Hanks: Wir haben keine Bäume zusammen umarmt, ich kann Sie beruhigen. Aber es ist ein Mythos, dass gute Kunst nur durch Reibung entsteht und der lauteste Regisseur stets Recht hat. Es geht auch mit Liebe für ein gemeinsames Ziel. Und sollten sich Andy, Lana und Tom je an die Gurgel gegangen sein, dann muss es an einem Strand in Costa Rica gewesen sein, als sie am Drehbuch saßen.
SPIEGEL ONLINE: Haben Sie eigentlich den US-Präsidentschaftswahlkampf verfolgt? Wie beurteilen Sie als Mann vom Fach die Darstellungen der Kandidaten?
Hanks: Zum Glück hatte ich zu viel zu tun, um vor dem Fernseher zu sitzen, und bin froh, wenn die Show endlich vorbei ist.
SPIEGEL ONLINE: Beunruhigt es Sie als Unterstützer der Demokraten nicht, wenn etwa das hart erkämpfte Recht auf Abtreibung plötzlich wieder auf dem Spiel steht?
Hanks: Natürlich. Doch dagegen gibt es gute Argumente, die x-fach von den richtigen Leuten vorgebracht wurden. Ich weigere mich, von der Hysterie des Wahlkampfs ergriffen zu werden, die auch die Medien aller politischen Lager befeuern. Konflikt verkauft sich leider immer besser als vernünftiger Diskurs.
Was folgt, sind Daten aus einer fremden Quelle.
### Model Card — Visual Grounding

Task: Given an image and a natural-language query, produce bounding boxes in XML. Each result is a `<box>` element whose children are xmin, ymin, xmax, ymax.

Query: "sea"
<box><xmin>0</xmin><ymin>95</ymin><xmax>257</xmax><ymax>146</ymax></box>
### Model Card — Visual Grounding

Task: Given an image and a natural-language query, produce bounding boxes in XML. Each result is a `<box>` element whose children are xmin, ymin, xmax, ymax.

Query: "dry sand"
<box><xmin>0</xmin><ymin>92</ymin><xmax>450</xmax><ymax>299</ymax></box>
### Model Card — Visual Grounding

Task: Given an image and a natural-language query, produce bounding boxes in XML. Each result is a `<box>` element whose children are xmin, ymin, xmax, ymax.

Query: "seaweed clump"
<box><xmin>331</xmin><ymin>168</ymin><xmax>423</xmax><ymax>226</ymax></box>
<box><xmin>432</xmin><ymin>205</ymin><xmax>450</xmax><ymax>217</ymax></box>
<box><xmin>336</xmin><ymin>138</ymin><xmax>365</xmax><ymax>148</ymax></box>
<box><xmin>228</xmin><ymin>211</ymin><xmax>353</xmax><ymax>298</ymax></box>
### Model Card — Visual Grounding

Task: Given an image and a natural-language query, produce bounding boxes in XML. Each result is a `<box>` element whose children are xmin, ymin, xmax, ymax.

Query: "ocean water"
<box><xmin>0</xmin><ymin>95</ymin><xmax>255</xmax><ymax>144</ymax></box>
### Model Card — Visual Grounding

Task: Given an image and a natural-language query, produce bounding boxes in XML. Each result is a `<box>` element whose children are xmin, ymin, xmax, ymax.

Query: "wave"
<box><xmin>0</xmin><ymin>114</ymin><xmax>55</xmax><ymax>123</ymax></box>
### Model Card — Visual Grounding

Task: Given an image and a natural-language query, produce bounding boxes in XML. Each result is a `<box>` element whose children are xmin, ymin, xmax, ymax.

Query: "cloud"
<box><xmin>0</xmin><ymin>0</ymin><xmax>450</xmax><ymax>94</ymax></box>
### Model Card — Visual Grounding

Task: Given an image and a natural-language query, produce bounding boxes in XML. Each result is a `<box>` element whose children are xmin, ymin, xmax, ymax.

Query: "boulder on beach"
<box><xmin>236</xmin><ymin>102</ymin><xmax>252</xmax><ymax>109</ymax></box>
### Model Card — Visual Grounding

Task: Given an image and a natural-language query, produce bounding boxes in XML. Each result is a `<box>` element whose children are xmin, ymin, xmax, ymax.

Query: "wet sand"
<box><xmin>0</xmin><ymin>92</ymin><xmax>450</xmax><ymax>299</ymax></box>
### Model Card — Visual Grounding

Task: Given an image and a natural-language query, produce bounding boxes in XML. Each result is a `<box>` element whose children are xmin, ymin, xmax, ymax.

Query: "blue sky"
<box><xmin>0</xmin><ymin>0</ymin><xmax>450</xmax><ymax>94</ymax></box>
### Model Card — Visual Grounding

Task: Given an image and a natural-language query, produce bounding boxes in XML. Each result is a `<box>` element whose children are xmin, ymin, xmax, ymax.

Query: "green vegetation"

Dabei stehen wir in Amerika als Gesellschaft vor einer Schlüsselfrage für unsere Zukunft: Soll bei uns wirklich jeder für sich allein kämpfen - oder finden wir zurück zum großen Ganzen einer Gemeinschaft, in der sich die Leute wieder gegenseitig unterstützen?